Sanctions on Iran May Foster Alternative Trade Routes
While American President Donald Trump has canceled the Iran nuclear agreement and imposed economic sanctions on that nation, several European and Asian nations have announced that they will disregard the sanctions. Several ship transport companies that also sail to American ports, have chosen to suspend transportation services to and from Iranian ports. However, other modes of transportation will likely flourish despite the sanctions.
While American trade sanctions increases the likelihood of navy vessels intercepting container ships and tanker ships suspected of serving Iran, inside the Persian Gulf, other alternative methods of transporting some forms of bulk freight and container freight are either available or in the process of being developed. China’s plan to build a trade-based Silk Road across Asia includes pipelines to carry oil and natural gas from Iran. Government officials from outside the region may not be able to monitor the volume of oil and natural gas that will flow via Silk Road pipelines.
Discussions began several decades ago about connecting an international gauge railway line between Istanbul and Asia. At the present day, such a railway line connects between Tehran and Beijing and container trains have traveled that line. There is need to build a stretch of railway line around Lake Van in Turkey to avoid vessels having to carry short sections of train across that Lake. A direct railway connection between Istanbul and Tehran would greatly improve priority railway container transportation between China and Europe. Railway construction in Turkey is independent of American sanctions.
Alternative Maritime Route
The alternative maritime route crosses the Caspian Sea into a series of navigation locks to the town of Volgograd and another series of navigation locks to the Sea of Azov into the Black Sea, Danube River and Mediterranean Sea. The Danube River connects to several European economies and has historically carried much trade, and at the present day, tugs push and navigate trains of coupled barges along several sections of that river. Several navigable Russian rivers flow into the Black Sea and provide cost competitive maritime passage between several Russian and European cities.
The combination of American trade sanctions on Iran and European nations seeking to disregard those sanctions places higher emphasis on improving navigation between the Caspian Sea and the Black Sea. A lowland area lies between the Caspian Sea and Sea of Azov, where a future direct navigation canal may be possible and built in the same manner as the Suez Canal. Such a navigation canal would also benefit the economies of Turkmenistan, Kazakhstan and even Azerbaydzhan and Uzbekistan. It is unlikely that any navy would intercept trading vessels sailing across the Black Sea.
Not only does Iran export oil and natural gas, electric transmission lines connect across Iran’s borders into Turkey and also into Turkmenistan. The central location of Iran allows that nation to export peak hour electric power into both Eastern Asia as well into Western Europe. When East Asia’s evening peak demand for electric power ends, Europe’s demand for morning peak electric power begins, allowing Iranian nuclear power stations to continually operate at peak output and export electricity. A dam built across the Strait of Hormuz could operate both pumped hydraulic energy storage and tidal power generation.
An oil pipeline from China could extend across Northern Iran into Northern Iraq and into the oil regions located near Mosul and Kirkuk, providing an amicable political agreement were to become possible. Waste energy from Iranian thermal power stations located on the Caspian Sea could sustain the operation of updraft waterspouts that push massive volumes of water skyward. January winds would push the additional humidity westward toward the mountains that are the watershed regions of the Tigris and Euphrates Rivers. Several regions across Turkey, Syria and Iraq would benefit from additional water flowing in these rivers.

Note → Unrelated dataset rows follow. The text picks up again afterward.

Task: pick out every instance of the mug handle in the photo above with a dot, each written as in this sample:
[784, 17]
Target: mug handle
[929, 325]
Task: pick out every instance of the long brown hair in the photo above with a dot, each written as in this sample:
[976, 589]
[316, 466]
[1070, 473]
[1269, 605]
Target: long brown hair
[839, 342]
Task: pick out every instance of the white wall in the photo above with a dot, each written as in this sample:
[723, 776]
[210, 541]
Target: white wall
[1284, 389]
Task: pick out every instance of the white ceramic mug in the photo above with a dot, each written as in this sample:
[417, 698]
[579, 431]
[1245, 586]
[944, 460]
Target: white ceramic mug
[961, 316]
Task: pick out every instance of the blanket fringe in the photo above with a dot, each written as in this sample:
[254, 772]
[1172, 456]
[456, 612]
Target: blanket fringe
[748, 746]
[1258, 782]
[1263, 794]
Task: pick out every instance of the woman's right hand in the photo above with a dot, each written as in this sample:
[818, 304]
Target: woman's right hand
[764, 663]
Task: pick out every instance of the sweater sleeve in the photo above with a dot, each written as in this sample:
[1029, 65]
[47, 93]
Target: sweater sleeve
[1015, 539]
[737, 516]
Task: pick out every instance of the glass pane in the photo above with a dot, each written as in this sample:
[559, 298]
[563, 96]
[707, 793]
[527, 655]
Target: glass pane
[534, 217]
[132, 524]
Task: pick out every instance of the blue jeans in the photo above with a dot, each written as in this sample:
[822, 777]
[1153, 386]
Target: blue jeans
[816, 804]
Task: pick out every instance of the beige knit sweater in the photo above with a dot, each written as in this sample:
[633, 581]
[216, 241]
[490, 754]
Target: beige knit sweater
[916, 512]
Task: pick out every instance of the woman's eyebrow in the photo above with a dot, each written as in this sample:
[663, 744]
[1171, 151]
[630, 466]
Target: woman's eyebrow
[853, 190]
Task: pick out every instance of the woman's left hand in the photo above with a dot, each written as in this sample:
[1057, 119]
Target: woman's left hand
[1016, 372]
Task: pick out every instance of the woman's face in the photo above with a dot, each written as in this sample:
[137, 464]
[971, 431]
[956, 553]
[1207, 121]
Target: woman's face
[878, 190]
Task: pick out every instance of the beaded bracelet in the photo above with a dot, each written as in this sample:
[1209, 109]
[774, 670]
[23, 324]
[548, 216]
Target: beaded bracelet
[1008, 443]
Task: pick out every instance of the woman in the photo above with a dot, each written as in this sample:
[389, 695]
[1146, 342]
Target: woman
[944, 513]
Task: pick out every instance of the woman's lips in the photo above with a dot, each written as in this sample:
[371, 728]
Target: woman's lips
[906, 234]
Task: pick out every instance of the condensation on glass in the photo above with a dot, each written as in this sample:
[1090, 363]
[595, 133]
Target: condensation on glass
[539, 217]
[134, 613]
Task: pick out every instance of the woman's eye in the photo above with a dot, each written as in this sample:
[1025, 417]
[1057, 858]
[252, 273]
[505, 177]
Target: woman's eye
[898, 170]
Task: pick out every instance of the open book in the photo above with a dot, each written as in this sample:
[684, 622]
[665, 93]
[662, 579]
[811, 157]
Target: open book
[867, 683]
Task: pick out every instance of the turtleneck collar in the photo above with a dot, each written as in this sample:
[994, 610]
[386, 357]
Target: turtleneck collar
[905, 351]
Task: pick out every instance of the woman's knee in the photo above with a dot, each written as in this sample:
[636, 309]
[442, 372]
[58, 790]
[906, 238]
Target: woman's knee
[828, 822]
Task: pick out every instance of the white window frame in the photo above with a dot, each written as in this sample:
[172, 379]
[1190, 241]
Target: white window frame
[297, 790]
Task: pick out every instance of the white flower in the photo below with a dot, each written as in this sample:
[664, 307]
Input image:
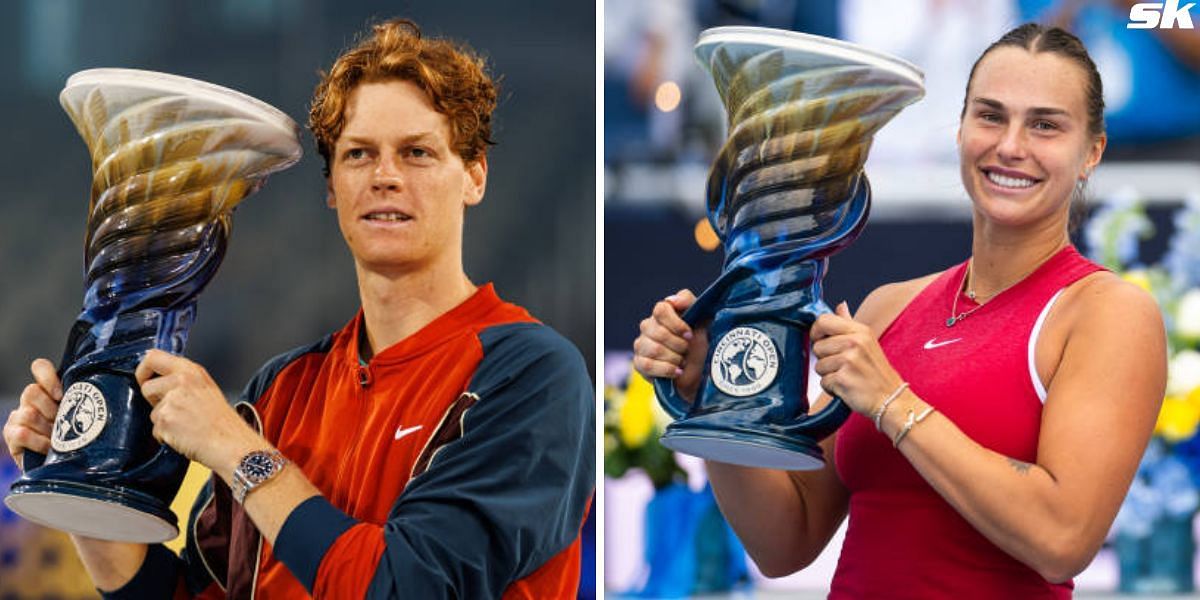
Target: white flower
[1183, 373]
[1187, 317]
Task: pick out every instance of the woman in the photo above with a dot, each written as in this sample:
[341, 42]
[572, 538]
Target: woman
[1013, 394]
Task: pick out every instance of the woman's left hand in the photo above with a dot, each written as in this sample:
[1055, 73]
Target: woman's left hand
[851, 363]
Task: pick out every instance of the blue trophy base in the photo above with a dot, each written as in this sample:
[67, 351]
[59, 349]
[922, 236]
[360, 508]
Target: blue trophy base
[94, 511]
[744, 448]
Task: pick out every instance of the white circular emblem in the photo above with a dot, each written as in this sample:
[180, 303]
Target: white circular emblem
[744, 363]
[82, 417]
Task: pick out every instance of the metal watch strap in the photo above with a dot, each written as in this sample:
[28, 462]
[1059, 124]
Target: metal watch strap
[243, 485]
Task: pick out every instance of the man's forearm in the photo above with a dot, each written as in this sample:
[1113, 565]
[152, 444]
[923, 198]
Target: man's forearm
[111, 564]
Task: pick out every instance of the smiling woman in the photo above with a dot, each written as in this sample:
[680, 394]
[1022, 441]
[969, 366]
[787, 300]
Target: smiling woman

Proponents of global warming have suggested that warming oceans and melting Arctic ice would raise international sea levels. Around the Gulf, Emirate nations such as Sharjah, Dubai, Abu Dhabi, Qatar, Bahrain, Kuwait and east coast Saudi Arabian province of Dammam could experience future coastal flooding. A future dam built across the Strait of Hormuz would maintain a difference in water elevation between The Gulf and the Arabian Sea. The channel north of Qeshm Island on the north side of the strait offers future potential to construct navigation locks and a navigation channel for supersize ships.
While American economic against Iran would reduce commercial ship transport to and from Iranian ports located inside the Gulf, ongoing European and Asian economic support for Iran offers the potential to improve existing alternative international trade links and develop new links. Railway trains carrying containers will continue to travel between Europe and China, including through Iran. Construction of pipelines to carry oil and natural gas from Iran into Asia will continue while improved maritime connections between the Caspian Sea and Black Sea is possible.
The opinions expressed herein are the author's and not necessarily those of The Maritime Executive.